Datasets

Overview

Many tests depend on the presence of specific datasets in order to properly verify code correctness. Some datasets are small enough that they can be included with the source code, but others are relatively large and cannot practically coexist with the source. In both cases, a test author should not write a test to assume datasets are located in a particular place (either with a relative path, since the executable could be moved, or an absolute path, since different machines will likely use different absolute paths), and should instead allow for the location of the datasets to be provided by a user.

Intended audience

Developers

Project Leads

Operations

Running Tests That Use Datasets

Tests using the RAPIDS dataset locating utilities (see below) allow a user to specify the location of datasets using one of the following mechanisms:

The RAPIDS_DATASET_ROOT_DIR option to cmake

The cmake command responsible for building the test executables supports the option RAPIDS_DATASET_ROOT_DIR, which can be used as shown below:

cmake -DRAPIDS_DATASET_ROOT_DIR=/location/to/datasets

This mechanism allows a user building tests from source to create test executables that will find their datasets in the directory specified.

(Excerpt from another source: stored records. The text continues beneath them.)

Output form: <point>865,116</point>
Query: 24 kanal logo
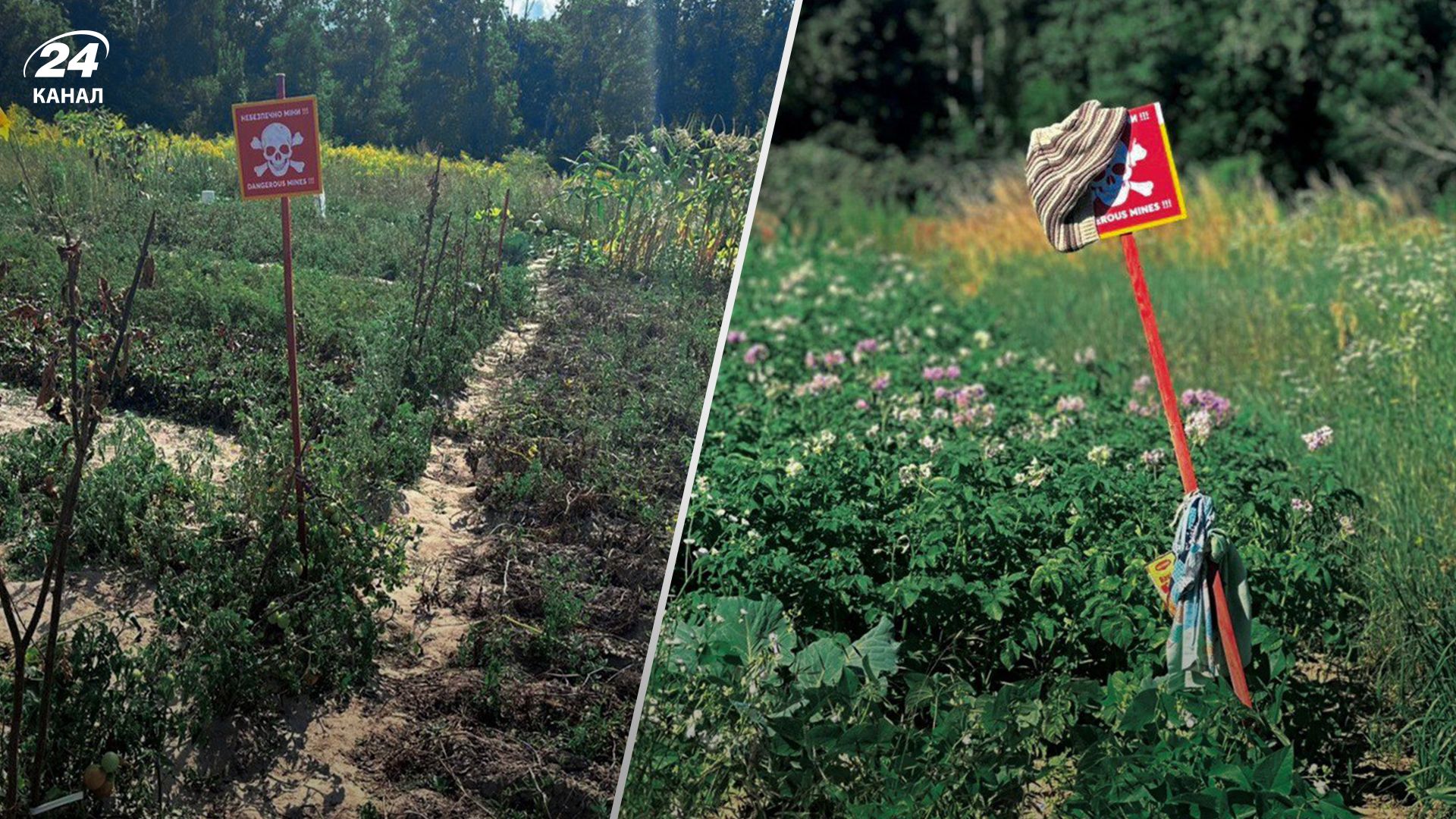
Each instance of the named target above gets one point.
<point>55,60</point>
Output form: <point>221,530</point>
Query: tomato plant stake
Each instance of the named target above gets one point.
<point>290,324</point>
<point>1175,430</point>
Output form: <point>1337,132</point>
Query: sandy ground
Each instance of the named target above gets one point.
<point>174,441</point>
<point>315,776</point>
<point>92,594</point>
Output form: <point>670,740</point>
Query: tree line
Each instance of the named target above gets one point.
<point>457,74</point>
<point>1299,89</point>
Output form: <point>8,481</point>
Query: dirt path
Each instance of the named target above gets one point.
<point>315,774</point>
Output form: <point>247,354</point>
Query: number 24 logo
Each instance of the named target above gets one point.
<point>55,53</point>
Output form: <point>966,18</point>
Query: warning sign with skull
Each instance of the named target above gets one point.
<point>278,148</point>
<point>1141,187</point>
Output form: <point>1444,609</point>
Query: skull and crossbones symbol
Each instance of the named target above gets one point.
<point>1111,188</point>
<point>277,145</point>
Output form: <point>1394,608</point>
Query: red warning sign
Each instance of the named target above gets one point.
<point>1141,187</point>
<point>278,148</point>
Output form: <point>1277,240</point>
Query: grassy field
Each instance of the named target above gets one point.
<point>913,575</point>
<point>237,673</point>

The RAPIDS_DATASET_ROOT_DIR environment variable

If a user needs to override the RAPIDS_DATASET_ROOT_DIR build option, or if the build option was not used, the RAPIDS_DATASET_ROOT_DIR environment variable can be set to the location of the datasets.

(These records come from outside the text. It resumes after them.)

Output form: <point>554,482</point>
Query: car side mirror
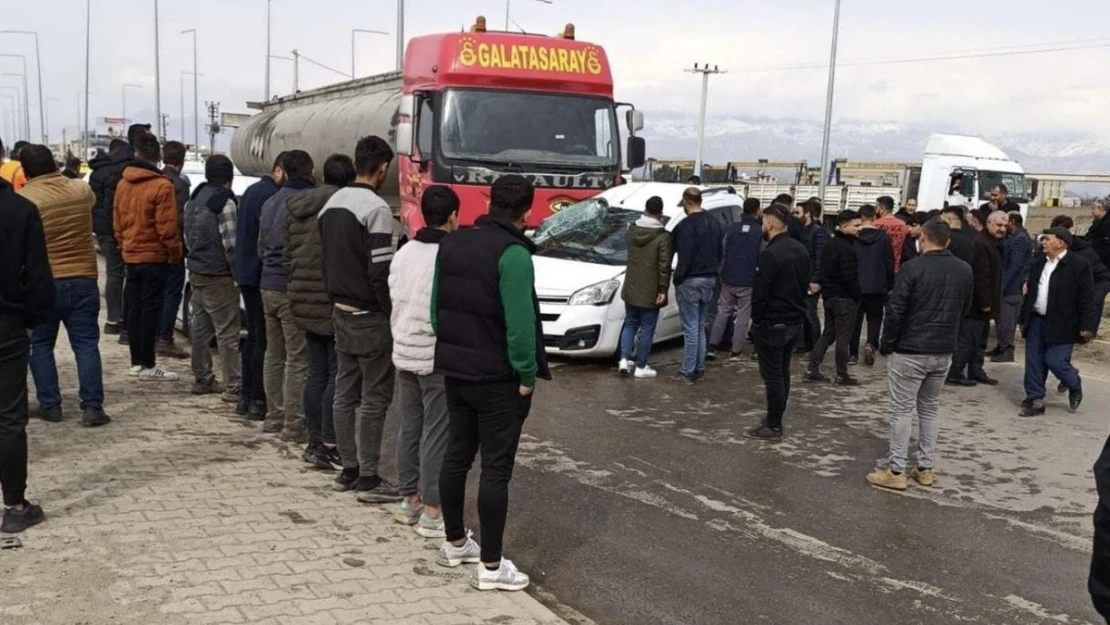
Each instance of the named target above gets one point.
<point>635,155</point>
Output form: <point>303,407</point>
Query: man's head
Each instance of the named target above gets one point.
<point>935,234</point>
<point>38,160</point>
<point>440,207</point>
<point>1056,241</point>
<point>137,130</point>
<point>298,165</point>
<point>1099,209</point>
<point>775,220</point>
<point>1062,221</point>
<point>998,224</point>
<point>998,195</point>
<point>692,200</point>
<point>867,214</point>
<point>173,154</point>
<point>148,149</point>
<point>511,199</point>
<point>339,170</point>
<point>219,171</point>
<point>276,172</point>
<point>372,157</point>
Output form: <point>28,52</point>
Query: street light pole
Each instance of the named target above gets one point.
<point>705,71</point>
<point>197,121</point>
<point>38,66</point>
<point>828,106</point>
<point>353,32</point>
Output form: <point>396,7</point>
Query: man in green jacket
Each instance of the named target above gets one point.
<point>646,284</point>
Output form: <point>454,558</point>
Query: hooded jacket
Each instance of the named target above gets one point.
<point>876,258</point>
<point>144,218</point>
<point>649,253</point>
<point>63,205</point>
<point>106,177</point>
<point>303,258</point>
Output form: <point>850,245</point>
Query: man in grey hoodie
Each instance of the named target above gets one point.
<point>646,284</point>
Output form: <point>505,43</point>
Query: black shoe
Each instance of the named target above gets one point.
<point>984,379</point>
<point>1032,409</point>
<point>764,432</point>
<point>50,415</point>
<point>679,379</point>
<point>94,417</point>
<point>345,480</point>
<point>376,490</point>
<point>1075,397</point>
<point>16,522</point>
<point>1002,356</point>
<point>816,376</point>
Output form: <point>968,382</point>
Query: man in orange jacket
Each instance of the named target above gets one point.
<point>144,220</point>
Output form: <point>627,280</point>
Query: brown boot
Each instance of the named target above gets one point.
<point>170,350</point>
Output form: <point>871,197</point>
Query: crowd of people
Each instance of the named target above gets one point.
<point>334,318</point>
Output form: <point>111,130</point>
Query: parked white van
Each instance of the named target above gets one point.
<point>581,259</point>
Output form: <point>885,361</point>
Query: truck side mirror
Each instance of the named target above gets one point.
<point>635,155</point>
<point>634,120</point>
<point>405,138</point>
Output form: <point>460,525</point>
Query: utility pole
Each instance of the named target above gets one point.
<point>213,124</point>
<point>828,107</point>
<point>705,71</point>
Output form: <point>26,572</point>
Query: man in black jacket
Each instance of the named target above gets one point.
<point>930,298</point>
<point>778,313</point>
<point>839,282</point>
<point>27,292</point>
<point>1058,312</point>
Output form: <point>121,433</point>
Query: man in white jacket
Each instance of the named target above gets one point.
<point>423,437</point>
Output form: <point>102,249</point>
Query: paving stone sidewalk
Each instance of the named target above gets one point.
<point>181,513</point>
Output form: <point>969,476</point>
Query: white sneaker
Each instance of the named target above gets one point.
<point>430,527</point>
<point>506,577</point>
<point>158,374</point>
<point>452,556</point>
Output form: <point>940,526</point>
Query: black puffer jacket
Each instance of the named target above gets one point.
<point>104,178</point>
<point>931,295</point>
<point>303,258</point>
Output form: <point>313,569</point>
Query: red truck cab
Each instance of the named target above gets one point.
<point>476,106</point>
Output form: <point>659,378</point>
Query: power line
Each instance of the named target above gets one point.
<point>992,52</point>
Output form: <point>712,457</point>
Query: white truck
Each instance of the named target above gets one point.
<point>960,170</point>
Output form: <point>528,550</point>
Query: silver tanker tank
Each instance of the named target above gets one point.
<point>322,122</point>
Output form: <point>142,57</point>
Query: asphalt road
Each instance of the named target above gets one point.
<point>639,502</point>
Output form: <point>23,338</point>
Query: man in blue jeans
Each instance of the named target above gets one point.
<point>64,207</point>
<point>645,288</point>
<point>697,243</point>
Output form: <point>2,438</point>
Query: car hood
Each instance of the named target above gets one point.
<point>562,278</point>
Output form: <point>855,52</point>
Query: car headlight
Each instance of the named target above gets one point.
<point>596,294</point>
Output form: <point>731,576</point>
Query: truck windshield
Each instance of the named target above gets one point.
<point>528,128</point>
<point>591,231</point>
<point>1015,185</point>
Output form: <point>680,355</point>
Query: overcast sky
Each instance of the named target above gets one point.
<point>648,41</point>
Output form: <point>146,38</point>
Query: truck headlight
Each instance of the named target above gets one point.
<point>596,294</point>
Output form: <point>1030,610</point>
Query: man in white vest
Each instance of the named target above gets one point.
<point>423,437</point>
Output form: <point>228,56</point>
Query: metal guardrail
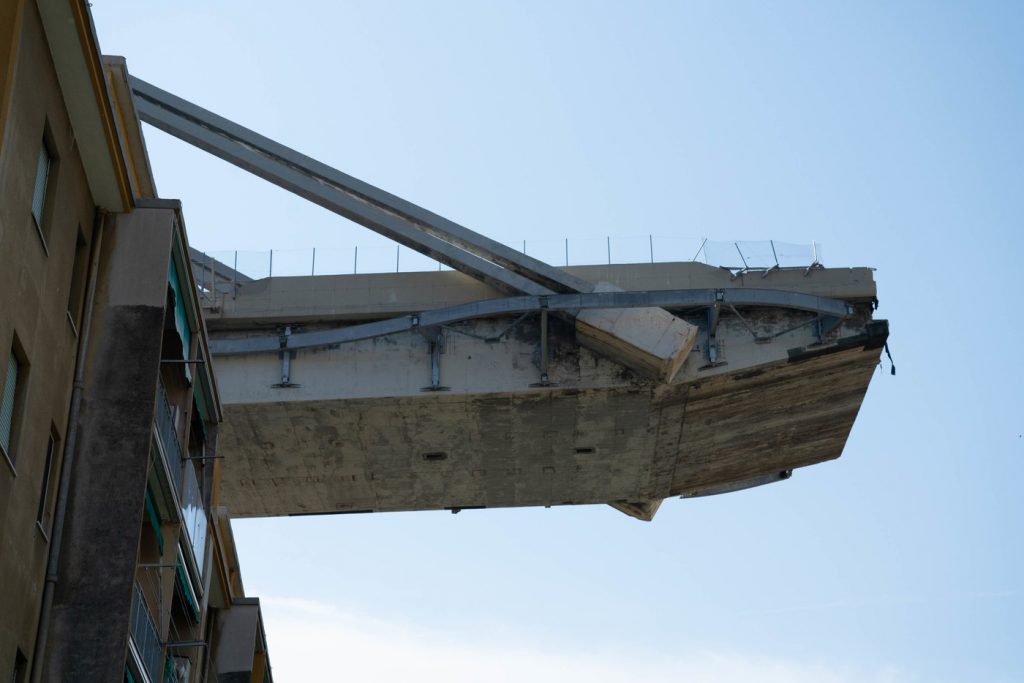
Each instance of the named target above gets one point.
<point>223,269</point>
<point>145,637</point>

This environment variable takes precedence over the build option, meaning both options can be used. This can be useful for experimenting on different datasets without requiring a rebuild, or for running the test binaries on a different system that has the datasets installed to an alternate location. The environment variable can be set as shown below prior to running the tests (showing a bash shell):

export RAPIDS_DATASET_ROOT_DIR=/location/to/datasets

The built-in /datasets default

Finally, if neither the build option nor the environment variable are set, tests using the RAPIDS dataset locating utilities will default to /datasets as the location where datasets will be accessed.

Writing Tests That Use Datasets

Test developers can use the RAPIDS dataset locating utilities by calling the following function:

const std::string& get_rapids_dataset_root_dir()

get_rapids_dataset_root_dir() will return a std::string reference to the root directory containing the datasets, as determined by the user-accessible options described above, or a default value of /datasets if the user did not use the options.

Example API usage

const std::string& rapidsDatasetRootDir = get_rapids_dataset_root_dir();
readDataset(rapidsDatasetRootDir + "/golden_data/web-BerkStan.pagerank_val_0.85.bin");

Best Practices

  • Test authors should document the relative paths under the datasets root dir that tests require in a README or similar document.
  • Instructions on how to obtain the datasets (if they are not included with the source) should also be included in a README or similar document. Optionally, a description of each dataset should be included as well if it’s useful.
  • Test authors should consider using test fixtures that have a Setup() method that ensures the datasets exist prior to accessing them. The Setup() method should throw an exception with the path to the dataset the test is using so users know to set or check one of the dataset location override mechanisms if necessary.

NOTE: At the moment, only the cugraph library has adopted the get_rapids_dataset_root_dir() functionality.